A moving, multifaceted, and magical hour, presented with honesty and subtle artistry.
I'm overwhelmed by everything in this film. It's the film I'd like to watch, the moments I'd like to remember, the movie I want to make. It's perfect.
Such a pleasure to watch this during the current girlhood/girl power renaissance in film. Subtle, fat with dialogue, and good tunes--the last 5 minutes made me hold my breath. A partially autobiographical work, literary critic Judith Mayne has written awesome things about lesbian desire in Portrait: "what shapes the girl-meets-boy story is the simultaneous desire... to connect with another girl and to tell stories."
Simple, beautiful, and unpretentious. A day in the life of a a Belgian girl. A snapshot of a specific time, place, and set of emotions that cover everything from life, to love, to philosophy, to work and the status quo. It most poignantly captures the contradictions and conflicted emotions of youth. I loved every scene with music, and was glad that after she stole that Leonard Cohen record the music made a reprisal.
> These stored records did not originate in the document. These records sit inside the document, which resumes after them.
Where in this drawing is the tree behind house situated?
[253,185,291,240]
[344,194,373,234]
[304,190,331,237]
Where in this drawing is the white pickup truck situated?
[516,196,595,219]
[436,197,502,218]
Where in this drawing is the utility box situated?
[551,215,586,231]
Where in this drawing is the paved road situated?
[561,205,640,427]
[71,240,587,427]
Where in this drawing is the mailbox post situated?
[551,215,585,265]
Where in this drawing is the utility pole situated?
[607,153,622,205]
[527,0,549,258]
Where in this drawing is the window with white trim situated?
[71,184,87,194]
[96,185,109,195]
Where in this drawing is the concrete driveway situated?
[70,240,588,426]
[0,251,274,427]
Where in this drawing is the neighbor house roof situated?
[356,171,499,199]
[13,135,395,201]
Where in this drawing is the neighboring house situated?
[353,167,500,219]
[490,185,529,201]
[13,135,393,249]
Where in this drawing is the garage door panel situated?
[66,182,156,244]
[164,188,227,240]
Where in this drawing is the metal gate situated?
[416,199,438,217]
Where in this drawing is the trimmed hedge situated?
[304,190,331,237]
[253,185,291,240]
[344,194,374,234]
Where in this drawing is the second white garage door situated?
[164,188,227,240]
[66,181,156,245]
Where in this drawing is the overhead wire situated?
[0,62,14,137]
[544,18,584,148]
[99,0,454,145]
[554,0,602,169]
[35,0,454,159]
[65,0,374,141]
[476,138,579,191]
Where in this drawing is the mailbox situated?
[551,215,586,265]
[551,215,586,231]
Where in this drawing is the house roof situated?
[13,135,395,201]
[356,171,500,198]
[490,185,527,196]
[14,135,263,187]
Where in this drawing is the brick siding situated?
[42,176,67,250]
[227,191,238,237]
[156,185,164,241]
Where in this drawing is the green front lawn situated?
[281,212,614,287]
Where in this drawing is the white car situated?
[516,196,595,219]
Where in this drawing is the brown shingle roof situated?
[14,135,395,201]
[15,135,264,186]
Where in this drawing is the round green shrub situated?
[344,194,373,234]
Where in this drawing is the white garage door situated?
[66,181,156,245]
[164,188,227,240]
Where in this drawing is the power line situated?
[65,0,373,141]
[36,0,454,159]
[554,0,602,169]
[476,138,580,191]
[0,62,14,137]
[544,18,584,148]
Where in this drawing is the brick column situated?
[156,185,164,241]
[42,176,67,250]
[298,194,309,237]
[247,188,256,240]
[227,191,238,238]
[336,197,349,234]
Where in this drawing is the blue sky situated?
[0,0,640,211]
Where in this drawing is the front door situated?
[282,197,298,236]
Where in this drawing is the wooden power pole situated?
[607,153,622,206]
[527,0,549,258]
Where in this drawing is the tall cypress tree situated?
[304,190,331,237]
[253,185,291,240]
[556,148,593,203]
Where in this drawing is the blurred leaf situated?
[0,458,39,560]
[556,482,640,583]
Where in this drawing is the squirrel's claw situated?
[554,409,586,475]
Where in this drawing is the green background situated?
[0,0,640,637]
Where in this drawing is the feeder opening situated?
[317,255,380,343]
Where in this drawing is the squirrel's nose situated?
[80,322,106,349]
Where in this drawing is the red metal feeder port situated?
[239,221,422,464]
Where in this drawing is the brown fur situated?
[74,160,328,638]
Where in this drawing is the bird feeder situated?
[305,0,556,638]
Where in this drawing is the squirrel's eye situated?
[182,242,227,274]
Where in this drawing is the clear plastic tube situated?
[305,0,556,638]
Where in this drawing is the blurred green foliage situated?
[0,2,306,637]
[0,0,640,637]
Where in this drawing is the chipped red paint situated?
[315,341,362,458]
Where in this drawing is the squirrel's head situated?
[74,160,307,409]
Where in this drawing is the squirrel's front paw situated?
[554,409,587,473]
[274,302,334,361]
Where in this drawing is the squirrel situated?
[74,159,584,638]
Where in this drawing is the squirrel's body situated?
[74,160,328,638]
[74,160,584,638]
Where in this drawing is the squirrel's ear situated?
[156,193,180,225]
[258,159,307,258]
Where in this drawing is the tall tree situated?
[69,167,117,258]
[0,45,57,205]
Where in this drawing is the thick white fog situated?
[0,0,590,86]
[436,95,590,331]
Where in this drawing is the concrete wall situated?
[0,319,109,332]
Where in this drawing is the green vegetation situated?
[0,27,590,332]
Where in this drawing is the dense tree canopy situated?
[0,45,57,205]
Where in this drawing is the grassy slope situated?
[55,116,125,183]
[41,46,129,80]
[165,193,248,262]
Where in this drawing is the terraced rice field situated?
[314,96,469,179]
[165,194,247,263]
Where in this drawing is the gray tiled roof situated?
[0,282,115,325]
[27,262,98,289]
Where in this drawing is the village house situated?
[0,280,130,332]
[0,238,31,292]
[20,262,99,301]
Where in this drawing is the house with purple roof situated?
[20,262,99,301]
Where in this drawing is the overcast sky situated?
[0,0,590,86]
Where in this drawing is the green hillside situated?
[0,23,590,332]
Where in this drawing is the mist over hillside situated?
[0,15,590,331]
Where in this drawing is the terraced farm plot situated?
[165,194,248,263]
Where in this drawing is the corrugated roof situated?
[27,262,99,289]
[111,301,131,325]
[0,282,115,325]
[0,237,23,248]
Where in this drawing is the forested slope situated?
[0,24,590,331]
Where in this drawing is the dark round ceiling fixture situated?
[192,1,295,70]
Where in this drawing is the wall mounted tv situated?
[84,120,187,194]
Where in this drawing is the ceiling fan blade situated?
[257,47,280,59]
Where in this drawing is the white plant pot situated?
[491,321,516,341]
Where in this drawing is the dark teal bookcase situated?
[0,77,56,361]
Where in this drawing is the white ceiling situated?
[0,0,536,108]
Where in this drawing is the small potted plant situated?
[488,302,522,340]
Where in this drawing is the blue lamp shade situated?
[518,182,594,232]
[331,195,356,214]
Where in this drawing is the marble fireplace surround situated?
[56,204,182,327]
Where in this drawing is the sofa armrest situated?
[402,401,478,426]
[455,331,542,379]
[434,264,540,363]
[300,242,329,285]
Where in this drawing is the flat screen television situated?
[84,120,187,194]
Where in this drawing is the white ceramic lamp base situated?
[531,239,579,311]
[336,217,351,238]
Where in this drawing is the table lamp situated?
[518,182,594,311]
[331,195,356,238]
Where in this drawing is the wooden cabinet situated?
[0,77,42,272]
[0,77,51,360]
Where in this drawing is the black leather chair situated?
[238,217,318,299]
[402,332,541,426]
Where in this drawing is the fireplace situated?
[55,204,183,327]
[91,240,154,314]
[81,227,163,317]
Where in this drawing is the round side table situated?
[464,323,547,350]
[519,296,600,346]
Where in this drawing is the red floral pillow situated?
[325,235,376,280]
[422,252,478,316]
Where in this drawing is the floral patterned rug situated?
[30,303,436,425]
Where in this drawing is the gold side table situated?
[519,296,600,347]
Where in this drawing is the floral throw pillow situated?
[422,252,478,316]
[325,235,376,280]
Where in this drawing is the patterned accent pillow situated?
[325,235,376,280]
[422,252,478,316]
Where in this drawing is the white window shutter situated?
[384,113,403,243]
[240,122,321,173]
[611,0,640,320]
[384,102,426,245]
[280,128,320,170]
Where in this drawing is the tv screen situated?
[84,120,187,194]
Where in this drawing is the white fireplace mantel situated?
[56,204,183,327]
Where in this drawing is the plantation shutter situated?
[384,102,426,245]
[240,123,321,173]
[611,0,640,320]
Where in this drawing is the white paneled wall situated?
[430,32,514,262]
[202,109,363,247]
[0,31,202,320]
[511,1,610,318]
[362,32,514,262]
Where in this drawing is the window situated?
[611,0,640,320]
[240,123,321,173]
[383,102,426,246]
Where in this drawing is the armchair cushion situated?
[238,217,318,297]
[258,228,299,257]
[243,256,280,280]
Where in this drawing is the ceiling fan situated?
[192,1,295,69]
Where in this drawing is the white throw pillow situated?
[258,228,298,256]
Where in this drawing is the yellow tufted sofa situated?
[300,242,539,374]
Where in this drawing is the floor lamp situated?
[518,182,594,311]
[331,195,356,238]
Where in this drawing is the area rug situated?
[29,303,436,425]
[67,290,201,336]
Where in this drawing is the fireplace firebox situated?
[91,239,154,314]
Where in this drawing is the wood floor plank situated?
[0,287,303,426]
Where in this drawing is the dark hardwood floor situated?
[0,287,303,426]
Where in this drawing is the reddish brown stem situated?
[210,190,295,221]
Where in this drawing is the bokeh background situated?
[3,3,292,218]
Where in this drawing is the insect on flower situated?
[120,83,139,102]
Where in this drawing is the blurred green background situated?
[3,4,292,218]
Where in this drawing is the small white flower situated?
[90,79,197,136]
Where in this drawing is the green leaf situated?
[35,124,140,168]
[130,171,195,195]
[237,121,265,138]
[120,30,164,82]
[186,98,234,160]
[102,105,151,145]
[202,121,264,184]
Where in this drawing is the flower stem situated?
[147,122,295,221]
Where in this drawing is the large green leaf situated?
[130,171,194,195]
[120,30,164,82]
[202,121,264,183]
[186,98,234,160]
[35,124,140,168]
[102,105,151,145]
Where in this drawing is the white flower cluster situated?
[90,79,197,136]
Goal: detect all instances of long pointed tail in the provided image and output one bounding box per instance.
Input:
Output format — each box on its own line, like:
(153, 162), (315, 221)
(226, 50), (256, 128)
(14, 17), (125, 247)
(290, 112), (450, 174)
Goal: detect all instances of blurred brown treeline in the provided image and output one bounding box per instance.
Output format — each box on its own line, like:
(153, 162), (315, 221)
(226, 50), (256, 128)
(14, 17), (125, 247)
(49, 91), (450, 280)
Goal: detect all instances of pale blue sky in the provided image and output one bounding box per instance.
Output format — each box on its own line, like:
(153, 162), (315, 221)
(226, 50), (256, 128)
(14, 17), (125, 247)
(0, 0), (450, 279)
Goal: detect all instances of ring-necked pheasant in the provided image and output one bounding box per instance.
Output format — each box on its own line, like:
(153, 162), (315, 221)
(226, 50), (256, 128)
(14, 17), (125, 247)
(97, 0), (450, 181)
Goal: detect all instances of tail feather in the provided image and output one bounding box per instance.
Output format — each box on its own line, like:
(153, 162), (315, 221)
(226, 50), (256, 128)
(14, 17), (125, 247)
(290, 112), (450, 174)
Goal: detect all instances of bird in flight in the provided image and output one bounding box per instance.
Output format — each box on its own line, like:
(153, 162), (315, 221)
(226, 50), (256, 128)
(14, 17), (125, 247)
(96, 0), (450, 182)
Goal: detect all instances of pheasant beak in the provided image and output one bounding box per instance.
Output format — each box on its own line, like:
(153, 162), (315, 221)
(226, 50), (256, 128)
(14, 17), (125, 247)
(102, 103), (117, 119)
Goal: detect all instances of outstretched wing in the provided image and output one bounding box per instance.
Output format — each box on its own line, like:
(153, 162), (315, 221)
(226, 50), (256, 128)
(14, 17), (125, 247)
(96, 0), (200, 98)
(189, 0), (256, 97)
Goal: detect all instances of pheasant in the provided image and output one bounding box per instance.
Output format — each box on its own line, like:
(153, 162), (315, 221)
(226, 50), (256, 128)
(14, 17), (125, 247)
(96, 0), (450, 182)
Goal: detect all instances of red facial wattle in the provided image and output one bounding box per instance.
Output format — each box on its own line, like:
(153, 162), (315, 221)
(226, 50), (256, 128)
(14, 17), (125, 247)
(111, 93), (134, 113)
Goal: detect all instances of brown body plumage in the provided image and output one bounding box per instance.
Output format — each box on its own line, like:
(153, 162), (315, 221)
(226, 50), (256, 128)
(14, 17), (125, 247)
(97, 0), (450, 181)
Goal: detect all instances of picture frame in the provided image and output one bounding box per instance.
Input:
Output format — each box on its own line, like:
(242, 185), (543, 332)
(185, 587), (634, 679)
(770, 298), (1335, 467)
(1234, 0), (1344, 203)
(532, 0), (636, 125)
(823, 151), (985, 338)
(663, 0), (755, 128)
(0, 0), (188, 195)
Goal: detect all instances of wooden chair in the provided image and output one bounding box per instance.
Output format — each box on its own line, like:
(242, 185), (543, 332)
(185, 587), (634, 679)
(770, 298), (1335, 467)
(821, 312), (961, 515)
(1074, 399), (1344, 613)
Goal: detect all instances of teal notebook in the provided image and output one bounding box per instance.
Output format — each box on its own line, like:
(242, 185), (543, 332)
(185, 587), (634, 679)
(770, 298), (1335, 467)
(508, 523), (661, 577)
Everything that this should be, it is. It's very clearly rooted in its setting, and it creates an incomplete sense of intimacy by offering us such a close snapshot of Michèle and limiting it to one day. All youth's pessimism, idealization, depression, and romantic confusion is here and deeply familiar. So many scenes are just stunning, and Circé is perfect in her role. A gorgeous work of great sadness and nostalgia.